Senate Finance Committee: The Senate Finance Committee is investigating. whether billionaire investor Leon Black should have considered Jeffrey Epstein’s $158 million tax and estate planning services a gift. According to a letter obtained by The New York Times, This probe is part of a larger investigation into ultra-wealthy tax avoidance.
According to Senator Ron Wyden’s letter to Mr. Black, the The Senate Finance Committee investigating Mr. Black’s use of several trusts to reduce tax liabilities and Mr. Epstein’s advice on art acquisitions.
Oregon Democrat Senator Ron Wyden is dissatisfied with Apollo Global Management co-founder, Mr. Black’s information and requested his cooperation in the inquiry.
“The tax-avoidance scheme you implemented with Epstein’s assistance raises numerous questions, particularly whether The exorbitant sums paid to Epstein should be classified as gifts for federal tax purposes,” Senator Wyden wrote. Federal taxes of 18–40% apply to gifts over an annual threshold.
Mr. Black, 71, has worked closely with the committee, according to his spokesperson. The spokesperson, Whit Clay, stressed that The transactions under review were legal and guided by reputable law firms and tax advisors. Mr. Black also paid all taxes.
A 2020 law firm review found that Mr. Epstein helped Mr. Black and his four children save $2 billion in estate and gift taxes. Dechert, Apollo’s board’s firm, found no wrongdoing in Mr. Black’s dealings
with Mr. Epstein. In 2021, Mr. Black resigned as Apollo Global Management chairman and CEO.

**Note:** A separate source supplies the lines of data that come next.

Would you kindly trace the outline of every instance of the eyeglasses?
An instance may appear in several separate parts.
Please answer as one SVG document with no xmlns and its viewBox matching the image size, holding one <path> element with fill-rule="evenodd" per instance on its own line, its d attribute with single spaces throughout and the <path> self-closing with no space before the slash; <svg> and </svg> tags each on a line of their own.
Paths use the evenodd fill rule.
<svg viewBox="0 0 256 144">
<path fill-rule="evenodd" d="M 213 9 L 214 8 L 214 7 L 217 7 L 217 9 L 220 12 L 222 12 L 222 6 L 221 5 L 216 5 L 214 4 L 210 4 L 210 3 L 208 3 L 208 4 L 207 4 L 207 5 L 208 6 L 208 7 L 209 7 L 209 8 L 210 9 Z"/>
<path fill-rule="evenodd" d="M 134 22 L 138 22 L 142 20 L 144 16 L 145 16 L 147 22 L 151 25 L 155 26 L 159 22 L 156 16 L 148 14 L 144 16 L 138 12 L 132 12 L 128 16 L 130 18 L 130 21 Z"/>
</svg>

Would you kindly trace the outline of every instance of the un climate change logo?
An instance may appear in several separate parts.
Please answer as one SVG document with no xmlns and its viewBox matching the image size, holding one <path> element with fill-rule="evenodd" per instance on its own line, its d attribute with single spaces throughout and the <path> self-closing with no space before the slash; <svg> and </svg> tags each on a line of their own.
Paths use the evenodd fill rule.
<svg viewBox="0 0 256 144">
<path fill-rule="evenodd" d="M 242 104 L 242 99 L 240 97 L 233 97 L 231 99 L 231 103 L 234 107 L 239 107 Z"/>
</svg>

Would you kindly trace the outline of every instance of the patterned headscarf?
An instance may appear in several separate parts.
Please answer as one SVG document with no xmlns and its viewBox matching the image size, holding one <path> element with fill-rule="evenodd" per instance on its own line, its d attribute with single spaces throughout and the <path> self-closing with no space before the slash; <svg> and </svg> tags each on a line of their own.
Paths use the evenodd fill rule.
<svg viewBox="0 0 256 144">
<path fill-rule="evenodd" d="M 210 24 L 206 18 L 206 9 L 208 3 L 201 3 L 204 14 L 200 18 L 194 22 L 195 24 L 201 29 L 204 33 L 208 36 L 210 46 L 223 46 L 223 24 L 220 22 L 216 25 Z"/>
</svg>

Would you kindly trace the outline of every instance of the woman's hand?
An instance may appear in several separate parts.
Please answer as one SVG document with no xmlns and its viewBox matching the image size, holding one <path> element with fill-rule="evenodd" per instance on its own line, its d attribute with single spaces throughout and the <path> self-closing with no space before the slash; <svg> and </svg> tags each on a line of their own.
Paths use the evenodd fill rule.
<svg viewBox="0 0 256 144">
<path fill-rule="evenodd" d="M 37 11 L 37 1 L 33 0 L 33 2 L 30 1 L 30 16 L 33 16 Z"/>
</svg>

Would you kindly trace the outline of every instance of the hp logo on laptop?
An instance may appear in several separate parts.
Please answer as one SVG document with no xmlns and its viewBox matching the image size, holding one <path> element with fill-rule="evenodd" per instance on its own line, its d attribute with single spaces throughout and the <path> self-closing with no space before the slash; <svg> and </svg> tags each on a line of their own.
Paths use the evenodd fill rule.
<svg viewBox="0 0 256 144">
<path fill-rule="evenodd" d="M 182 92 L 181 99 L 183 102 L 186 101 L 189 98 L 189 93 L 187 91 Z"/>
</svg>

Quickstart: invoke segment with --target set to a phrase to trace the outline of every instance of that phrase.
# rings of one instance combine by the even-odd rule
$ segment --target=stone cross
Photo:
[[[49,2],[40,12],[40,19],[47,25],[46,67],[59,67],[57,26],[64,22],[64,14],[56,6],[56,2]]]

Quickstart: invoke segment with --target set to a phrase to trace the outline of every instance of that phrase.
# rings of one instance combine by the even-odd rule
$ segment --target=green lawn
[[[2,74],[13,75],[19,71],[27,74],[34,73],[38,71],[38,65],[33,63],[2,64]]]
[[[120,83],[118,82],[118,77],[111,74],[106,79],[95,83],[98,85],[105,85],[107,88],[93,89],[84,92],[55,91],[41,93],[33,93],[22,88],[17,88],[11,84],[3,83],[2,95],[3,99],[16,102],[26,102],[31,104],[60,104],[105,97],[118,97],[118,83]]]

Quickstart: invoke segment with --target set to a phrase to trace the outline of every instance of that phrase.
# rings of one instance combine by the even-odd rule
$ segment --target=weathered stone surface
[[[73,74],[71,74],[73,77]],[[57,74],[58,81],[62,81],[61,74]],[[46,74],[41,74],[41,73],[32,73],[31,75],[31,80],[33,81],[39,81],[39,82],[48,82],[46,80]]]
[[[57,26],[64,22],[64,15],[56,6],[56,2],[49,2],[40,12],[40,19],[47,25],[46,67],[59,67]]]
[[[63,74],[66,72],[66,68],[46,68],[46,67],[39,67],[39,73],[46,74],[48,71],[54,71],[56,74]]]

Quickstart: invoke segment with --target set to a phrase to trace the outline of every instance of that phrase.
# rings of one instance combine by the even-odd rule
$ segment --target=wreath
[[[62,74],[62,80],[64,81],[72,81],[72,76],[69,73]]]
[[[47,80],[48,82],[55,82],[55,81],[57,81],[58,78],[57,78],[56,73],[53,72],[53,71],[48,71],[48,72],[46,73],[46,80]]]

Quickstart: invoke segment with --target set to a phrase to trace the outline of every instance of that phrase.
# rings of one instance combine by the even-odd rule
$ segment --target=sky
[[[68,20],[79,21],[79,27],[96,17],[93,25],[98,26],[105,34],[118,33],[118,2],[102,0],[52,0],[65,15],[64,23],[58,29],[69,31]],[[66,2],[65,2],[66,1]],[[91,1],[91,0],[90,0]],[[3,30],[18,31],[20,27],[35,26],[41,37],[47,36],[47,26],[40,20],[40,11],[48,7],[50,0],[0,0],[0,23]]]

In a 16-page letter, the Senate Finance Committee investigates ultra-rich tax shelters used to evade federal taxes, including estate and gift taxes. In April, the committee asked billionaire real estate developer Harlan Crow about the tax treatment of gifts to Supreme Court Justice Clarence Thomas
Following The New York Times’ report that Mr. Black settled with the U.S. Virgin Islands for $62.5 million to avoid a lawsuit, This investigation is the latest. The Virgin Islands’ three-year investigation into Mr. Epstein’s sex-trafficking operation, partly based on his private island off St. Thomas, led to the settlement.
Mr. Black and Jeffrey Epstein had longstanding social and business ties. Before his suicide in 2019, Mr. Epstein faced federal sex-trafficking charges. His victims’ lawyers estimated that he sexually abused 200 young women, many of them teens.
In June 2022, the Senate committee sent Apollo Global Management a letter to investigate Mr. Black. After that, two major law firms that had worked with Mr. Black indicated that he would not answer questions about payments to Mr. Epstein.
Mr. Black’s lawyers provided some details about the grantor. retained annuity trusts (GRATs) established in 2006 to facilitate the tax-efficient transfer of Apollo shares to his children while maintaining income from the investment, but Senator Wyden believes that Mr. Epstein’s role in these tax strategies has not been sufficiently investigated.